One executive says too many publishers are unable to answer that question proactively.

In this video interview with Mike Shields for Beet.TV, James Prudhomme, CRO, Optable, says publishers should stop letting buyers spring clean room demands on them.

Lean in

“What I hear from a lot of publishers is that they kind of want to lean back a little bit, take their time in terms of clean room adoption,” he told Shields at the ALM.

“I hear all the time, ‘Well, I want to wait for an advertiser to come to me and say, ‘This is the clean room that I want to use’, and then that publisher will then go out and adopt that clean room.

“We are trying to let publishers know that they need to lean forward a little bit more. They need to think about picking a partner that enables interoperability with different types of clean room infrastructure. Publishers really have to start thinking about this stuff now.”
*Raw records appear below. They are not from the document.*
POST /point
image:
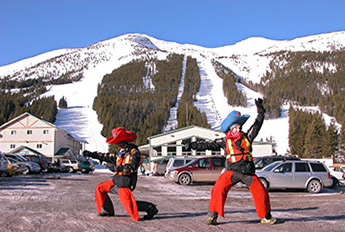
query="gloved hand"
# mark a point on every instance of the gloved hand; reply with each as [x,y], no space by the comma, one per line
[127,168]
[118,168]
[259,106]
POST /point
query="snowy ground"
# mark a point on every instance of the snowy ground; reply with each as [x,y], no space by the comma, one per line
[65,202]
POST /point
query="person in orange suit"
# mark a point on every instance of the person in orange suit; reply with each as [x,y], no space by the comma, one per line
[239,165]
[124,180]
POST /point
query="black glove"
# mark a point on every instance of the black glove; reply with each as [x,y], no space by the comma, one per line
[187,146]
[260,107]
[117,168]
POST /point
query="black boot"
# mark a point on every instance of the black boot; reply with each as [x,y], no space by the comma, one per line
[107,209]
[147,207]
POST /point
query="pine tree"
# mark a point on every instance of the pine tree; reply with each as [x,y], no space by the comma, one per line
[341,147]
[331,141]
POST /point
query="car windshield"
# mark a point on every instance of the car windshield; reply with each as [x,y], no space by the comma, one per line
[271,166]
[21,158]
[189,162]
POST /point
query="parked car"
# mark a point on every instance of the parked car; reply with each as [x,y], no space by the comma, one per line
[295,174]
[337,172]
[40,160]
[4,171]
[86,166]
[73,165]
[204,169]
[176,162]
[21,167]
[31,167]
[261,162]
[160,165]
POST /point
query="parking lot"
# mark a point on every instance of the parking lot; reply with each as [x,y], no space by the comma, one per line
[65,202]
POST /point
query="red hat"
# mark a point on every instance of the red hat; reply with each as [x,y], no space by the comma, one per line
[120,134]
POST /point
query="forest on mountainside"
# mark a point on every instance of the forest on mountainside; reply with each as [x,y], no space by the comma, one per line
[310,138]
[306,79]
[235,97]
[26,100]
[126,99]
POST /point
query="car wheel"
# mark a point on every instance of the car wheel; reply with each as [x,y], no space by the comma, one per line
[264,183]
[26,171]
[185,179]
[314,186]
[335,182]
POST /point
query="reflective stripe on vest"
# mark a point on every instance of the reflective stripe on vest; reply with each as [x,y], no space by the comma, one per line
[232,151]
[124,160]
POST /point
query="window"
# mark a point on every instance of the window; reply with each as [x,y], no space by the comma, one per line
[203,163]
[178,163]
[286,167]
[218,162]
[301,167]
[318,167]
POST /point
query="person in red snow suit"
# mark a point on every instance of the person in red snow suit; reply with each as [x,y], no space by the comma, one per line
[124,180]
[239,165]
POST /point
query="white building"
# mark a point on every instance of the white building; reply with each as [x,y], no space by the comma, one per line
[30,133]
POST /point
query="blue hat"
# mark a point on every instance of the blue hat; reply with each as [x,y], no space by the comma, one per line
[234,118]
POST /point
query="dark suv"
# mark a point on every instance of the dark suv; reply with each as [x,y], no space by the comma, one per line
[205,169]
[261,162]
[296,174]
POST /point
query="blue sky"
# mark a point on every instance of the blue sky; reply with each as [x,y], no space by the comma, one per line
[32,27]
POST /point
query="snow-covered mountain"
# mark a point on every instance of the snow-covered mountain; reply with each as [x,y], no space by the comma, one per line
[249,59]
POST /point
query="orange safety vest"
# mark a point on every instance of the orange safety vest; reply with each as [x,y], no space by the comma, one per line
[234,155]
[122,161]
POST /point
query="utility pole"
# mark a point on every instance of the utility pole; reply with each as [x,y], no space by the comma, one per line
[186,113]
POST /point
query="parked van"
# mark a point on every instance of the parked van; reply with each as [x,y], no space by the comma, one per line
[176,162]
[40,160]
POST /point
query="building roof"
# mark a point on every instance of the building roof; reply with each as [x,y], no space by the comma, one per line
[182,129]
[25,148]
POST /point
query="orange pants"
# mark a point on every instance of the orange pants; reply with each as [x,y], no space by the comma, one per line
[225,181]
[125,195]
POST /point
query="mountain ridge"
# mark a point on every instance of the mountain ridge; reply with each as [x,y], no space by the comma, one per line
[94,61]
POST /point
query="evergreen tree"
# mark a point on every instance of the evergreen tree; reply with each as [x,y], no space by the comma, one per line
[341,147]
[314,140]
[331,141]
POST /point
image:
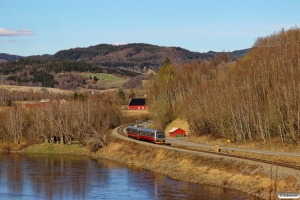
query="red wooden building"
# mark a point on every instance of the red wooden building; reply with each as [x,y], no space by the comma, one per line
[177,132]
[137,104]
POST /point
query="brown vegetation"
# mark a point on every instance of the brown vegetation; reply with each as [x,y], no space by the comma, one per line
[253,179]
[86,120]
[256,98]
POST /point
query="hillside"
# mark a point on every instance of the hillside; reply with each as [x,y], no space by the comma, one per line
[132,56]
[62,74]
[7,57]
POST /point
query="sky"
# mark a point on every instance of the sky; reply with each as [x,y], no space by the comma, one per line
[37,27]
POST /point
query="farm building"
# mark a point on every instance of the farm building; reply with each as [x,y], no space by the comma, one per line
[177,132]
[137,104]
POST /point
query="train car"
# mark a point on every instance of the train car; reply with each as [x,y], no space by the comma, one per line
[141,133]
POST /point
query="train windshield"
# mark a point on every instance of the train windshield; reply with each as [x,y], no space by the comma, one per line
[160,134]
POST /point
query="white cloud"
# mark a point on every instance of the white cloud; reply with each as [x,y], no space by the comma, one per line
[9,32]
[118,43]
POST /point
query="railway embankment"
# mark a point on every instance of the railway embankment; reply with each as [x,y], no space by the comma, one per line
[261,180]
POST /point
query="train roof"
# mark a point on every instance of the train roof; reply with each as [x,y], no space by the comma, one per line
[143,128]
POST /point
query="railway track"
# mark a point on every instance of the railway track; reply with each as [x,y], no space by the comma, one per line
[120,130]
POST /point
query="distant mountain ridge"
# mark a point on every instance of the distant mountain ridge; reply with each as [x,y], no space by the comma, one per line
[135,57]
[7,57]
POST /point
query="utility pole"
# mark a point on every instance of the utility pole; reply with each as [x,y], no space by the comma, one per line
[2,89]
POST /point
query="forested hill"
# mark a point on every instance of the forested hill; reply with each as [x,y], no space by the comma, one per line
[131,56]
[7,57]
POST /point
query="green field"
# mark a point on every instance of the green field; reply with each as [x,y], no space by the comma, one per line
[106,80]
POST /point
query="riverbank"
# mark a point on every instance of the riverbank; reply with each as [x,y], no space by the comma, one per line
[183,166]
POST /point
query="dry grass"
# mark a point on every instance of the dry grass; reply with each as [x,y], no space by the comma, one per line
[179,123]
[33,89]
[73,149]
[194,168]
[135,112]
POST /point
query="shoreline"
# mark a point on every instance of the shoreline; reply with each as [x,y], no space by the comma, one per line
[248,178]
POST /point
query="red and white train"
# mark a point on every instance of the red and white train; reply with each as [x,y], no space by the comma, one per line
[141,133]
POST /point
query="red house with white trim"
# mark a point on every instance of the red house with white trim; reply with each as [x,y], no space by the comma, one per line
[137,104]
[177,132]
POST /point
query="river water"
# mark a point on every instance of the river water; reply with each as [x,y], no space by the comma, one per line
[36,176]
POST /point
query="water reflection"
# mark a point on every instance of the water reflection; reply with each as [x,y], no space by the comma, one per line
[33,176]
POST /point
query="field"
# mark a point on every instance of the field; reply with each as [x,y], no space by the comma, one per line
[106,80]
[33,89]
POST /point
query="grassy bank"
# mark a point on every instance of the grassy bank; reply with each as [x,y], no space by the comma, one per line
[198,169]
[182,166]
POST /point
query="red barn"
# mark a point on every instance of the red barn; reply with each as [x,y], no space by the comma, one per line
[178,132]
[137,104]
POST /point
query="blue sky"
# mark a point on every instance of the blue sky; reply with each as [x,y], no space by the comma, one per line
[36,27]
Prudhomme says publishers with a clean room effectively have a new product they can sell, wherein data matching is a new kind of offering. That means they need to re-think pricing, but they also need to examine legal compliance.

Clean start

Clean rooms allow companies to use and share data in a controlled and secure environment, ensuring that sensitive information is protected and that the privacy of consumers is not violated.
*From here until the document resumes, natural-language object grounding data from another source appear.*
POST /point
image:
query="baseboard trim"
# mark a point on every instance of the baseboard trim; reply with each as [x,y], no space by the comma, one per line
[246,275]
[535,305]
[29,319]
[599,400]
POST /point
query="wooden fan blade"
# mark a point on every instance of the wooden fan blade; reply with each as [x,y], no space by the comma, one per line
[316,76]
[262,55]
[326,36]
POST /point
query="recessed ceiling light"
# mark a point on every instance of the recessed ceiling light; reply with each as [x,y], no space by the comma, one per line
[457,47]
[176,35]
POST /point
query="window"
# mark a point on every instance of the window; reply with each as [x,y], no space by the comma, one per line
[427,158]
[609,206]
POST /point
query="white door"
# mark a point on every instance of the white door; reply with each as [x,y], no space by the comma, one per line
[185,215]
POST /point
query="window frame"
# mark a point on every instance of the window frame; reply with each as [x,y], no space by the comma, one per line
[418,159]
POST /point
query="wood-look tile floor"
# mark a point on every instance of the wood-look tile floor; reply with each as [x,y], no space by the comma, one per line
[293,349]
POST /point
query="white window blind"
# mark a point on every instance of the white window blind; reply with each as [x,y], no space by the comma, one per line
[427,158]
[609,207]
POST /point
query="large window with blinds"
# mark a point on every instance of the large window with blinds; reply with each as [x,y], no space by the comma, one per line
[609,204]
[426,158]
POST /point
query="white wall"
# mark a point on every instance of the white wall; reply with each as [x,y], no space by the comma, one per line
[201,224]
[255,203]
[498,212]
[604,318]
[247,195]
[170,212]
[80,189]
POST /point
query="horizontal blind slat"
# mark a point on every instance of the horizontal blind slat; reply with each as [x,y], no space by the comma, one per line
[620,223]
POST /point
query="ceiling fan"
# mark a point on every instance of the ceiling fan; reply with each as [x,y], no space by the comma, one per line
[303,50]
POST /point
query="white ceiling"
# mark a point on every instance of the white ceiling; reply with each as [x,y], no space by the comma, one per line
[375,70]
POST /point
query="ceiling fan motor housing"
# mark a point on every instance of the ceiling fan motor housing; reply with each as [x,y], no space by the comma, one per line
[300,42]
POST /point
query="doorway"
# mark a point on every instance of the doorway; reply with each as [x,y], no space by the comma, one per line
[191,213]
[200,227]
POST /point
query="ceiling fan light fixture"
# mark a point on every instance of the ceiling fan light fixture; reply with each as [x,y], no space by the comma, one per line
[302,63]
They are used for tasks such as audience insights, audience segmentation and activation, and measurement and attribution.

The IAB’s ILM was shown new IAB survey results indicating industry adoption of the platforms.

Data Clean Rooms Take Significant Investment, But Offer Huge Potential: IAB’s Pam Zucker

Responsible rights

Optable is a clean room software vendor founded by three men who previously founded adGear, acquired by Samsung Ads.

The trio started the new company in response to privacy legislation like GDPR and the demise of device identifiers like cookies and device IDs.

But Prudhomme is seeing brands adopt the tech out of more than just compulsion.

“Even if you set aside the legal framework, brands in this country are really realising that they have a trust relationship and a social licence, if you will, with their users,” he says.

“The preservation of that data and maintaining the sanctity and the privacy of it is really, really important.”

Integration intention

Optable in January announced an integration with Snowflake, the data platform.

It will allow publishers and media owners to activate audiences based on matches obtained using clean room functionality in Snowflake, without data being moved out of Snowflake.

Prudhomme explains: “A company using Optable – let’s say, for example, a publisher or a media owner, CTV provider, for example – can invite an advertiser that uses Snowflake to execute a secure match operation (and) understand the overlapping audience without that advertiser having to move their data out of Snowflake and without that advertiser having to be an Optable customer.